ANF court judge stops hearing midway in Rana Sanaullah case after being repatriated to LHC
Anti-Narcotics Force (ANF) court judge Masood Arshad stopped the hearing of Rana Sanaullah's case midway on Wednesday after learning that he had been repatriated back to the Lahore High Court (LHC).
Following the development, it emerged that a notification from the Ministry of Law and Justice, dated August 26, had recalled three accountability judges; Masood, judge Mushtaq Ilahi, and judge Muhammad Naeem Arshad.
Judge Naeem Arshad was the duty judge currently presiding over the Chaudhry Sugar Mills case against Maryam Nawaz and her cousin Yousuf Abbas; the Ramzan Sugar Mills case against Shehbaz Sharif; and money laundering cases against Hamza Shahbaz and Salman Shehbaz. He had been tasked with hearing these cases as the main judge was on summer holidays.
Judge Ilahi was not hearing any high-profile cases. He, however, was on the benches hearing a number of National Accountability Bureau cases.

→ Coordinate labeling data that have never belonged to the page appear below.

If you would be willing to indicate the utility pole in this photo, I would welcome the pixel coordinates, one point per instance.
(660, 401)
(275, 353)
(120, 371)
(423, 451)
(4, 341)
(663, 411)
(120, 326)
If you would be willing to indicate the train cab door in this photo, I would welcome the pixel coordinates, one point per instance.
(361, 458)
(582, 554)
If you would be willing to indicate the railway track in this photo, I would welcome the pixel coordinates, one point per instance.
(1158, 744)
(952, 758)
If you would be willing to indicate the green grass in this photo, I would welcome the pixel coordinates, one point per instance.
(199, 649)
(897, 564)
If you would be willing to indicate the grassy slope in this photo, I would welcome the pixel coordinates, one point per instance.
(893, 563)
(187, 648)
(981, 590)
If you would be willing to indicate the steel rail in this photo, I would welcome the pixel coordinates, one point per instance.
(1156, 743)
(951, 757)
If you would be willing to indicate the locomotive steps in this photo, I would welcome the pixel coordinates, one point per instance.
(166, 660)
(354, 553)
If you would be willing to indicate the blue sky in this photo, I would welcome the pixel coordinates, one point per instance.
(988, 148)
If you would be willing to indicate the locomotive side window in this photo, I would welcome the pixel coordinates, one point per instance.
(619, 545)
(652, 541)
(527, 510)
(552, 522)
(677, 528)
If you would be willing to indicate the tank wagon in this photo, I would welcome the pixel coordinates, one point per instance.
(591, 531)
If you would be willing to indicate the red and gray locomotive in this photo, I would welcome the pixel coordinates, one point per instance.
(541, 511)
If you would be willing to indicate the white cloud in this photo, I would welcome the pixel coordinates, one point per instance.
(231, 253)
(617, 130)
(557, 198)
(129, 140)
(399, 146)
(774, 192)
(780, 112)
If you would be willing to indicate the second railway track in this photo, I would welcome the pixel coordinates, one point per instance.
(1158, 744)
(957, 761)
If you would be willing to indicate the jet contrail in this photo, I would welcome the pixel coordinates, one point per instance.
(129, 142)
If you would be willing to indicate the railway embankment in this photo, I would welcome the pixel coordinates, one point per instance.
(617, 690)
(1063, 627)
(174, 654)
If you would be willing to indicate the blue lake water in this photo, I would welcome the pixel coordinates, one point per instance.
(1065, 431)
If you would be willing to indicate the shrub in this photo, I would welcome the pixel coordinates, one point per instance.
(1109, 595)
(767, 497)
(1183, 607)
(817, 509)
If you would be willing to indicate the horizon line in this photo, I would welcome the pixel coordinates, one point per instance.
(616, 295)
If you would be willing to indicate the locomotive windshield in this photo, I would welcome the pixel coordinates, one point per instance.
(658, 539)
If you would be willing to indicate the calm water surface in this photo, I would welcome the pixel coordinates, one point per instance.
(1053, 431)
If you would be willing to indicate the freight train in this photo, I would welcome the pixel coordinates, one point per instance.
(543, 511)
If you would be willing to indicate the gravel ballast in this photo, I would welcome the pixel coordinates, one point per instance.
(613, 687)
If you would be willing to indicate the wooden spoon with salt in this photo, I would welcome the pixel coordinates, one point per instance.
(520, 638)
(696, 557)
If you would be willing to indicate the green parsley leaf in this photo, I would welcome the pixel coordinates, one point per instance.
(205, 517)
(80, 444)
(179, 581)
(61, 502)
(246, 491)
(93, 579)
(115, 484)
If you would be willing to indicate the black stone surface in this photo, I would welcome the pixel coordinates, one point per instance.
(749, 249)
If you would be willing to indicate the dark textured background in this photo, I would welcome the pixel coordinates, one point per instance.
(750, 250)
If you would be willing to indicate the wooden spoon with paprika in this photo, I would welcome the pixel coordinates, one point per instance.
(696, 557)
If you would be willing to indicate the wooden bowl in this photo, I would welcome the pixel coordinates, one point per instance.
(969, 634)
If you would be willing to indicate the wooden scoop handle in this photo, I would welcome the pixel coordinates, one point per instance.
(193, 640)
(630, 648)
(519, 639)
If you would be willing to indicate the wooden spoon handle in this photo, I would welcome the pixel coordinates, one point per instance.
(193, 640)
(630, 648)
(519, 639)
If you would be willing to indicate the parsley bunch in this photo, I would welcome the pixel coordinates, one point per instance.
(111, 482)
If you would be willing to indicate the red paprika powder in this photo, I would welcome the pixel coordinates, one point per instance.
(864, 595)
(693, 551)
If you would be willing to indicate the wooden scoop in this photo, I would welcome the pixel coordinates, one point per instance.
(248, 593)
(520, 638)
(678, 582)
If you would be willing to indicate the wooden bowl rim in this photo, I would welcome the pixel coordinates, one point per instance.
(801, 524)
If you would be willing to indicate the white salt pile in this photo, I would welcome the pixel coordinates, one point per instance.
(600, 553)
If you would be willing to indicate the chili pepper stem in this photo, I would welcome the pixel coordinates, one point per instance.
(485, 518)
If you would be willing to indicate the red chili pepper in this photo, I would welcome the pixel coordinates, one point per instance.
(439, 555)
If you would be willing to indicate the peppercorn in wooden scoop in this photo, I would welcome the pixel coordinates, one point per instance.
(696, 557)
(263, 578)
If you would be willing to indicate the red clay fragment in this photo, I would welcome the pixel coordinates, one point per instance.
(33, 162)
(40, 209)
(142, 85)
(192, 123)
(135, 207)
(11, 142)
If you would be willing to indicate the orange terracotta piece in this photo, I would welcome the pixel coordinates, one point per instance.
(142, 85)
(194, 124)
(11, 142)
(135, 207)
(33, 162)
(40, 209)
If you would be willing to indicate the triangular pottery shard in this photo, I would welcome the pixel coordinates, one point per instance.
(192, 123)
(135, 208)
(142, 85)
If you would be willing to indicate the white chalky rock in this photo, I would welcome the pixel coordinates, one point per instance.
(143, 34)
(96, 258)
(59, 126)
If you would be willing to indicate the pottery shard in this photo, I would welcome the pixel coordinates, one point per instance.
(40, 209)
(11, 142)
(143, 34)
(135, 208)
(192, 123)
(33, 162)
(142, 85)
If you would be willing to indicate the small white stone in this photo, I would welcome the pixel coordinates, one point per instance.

No reason has been mentioned in the order.
"I have just received a Whatsapp message, the Lahore High Court has repatriated me. I cannot lend my expertise to this case any more," judge Masood Arshad said during today's hearing against Rana Sanaullah.
The counsel for Rana Sanaullah, while talking to the media outside the court, said that this [development] was unprecedented. "It seems like the government is trying to decide which judge they want the verdict from," he alleged.
He said that arguments had concluded in the case when the government decided to withdraw the judge through a notification.
PML-N Spokesperson Marriyum Aurangzeb also criticised the development and termed it as a direct attack on the freedom of judiciary.
"Those who had made the case up against Rana Sanaullah could not bring a single piece of evidence against him, so they did this instead," she said.
The development comes as former accountability judge Arshad Malik is being investigated by the LHC for being at the centre of a video leak scandal that grabbed headlines last month.
The PML-N accuses judge Malik of convicting former prime minister Nawaz Sharif in the Al Azizia reference under duress. However, the judge claims he was blackmailed by PML-N supporters.
The order for the judges' repatriation is from the same day, August 26, when a seven-member administration committee of the LHC held a closed-door meeting to decide the fate of Malik, who was suspended last week.
The Supreme Court, in its judgement on petitions regarding the video scandal, had heavily reprimanded judge Malik for his conduct.
"His admitted conduct emerging from that press release and the affidavit stinks and the stench of such stinking conduct has the tendency to bring bad name to the entire judiciary as an institution," the judgement read.
"His sordid and disgusting conduct has made the thousands of honest, upright, fair and proper judges in the country hang their heads in shame."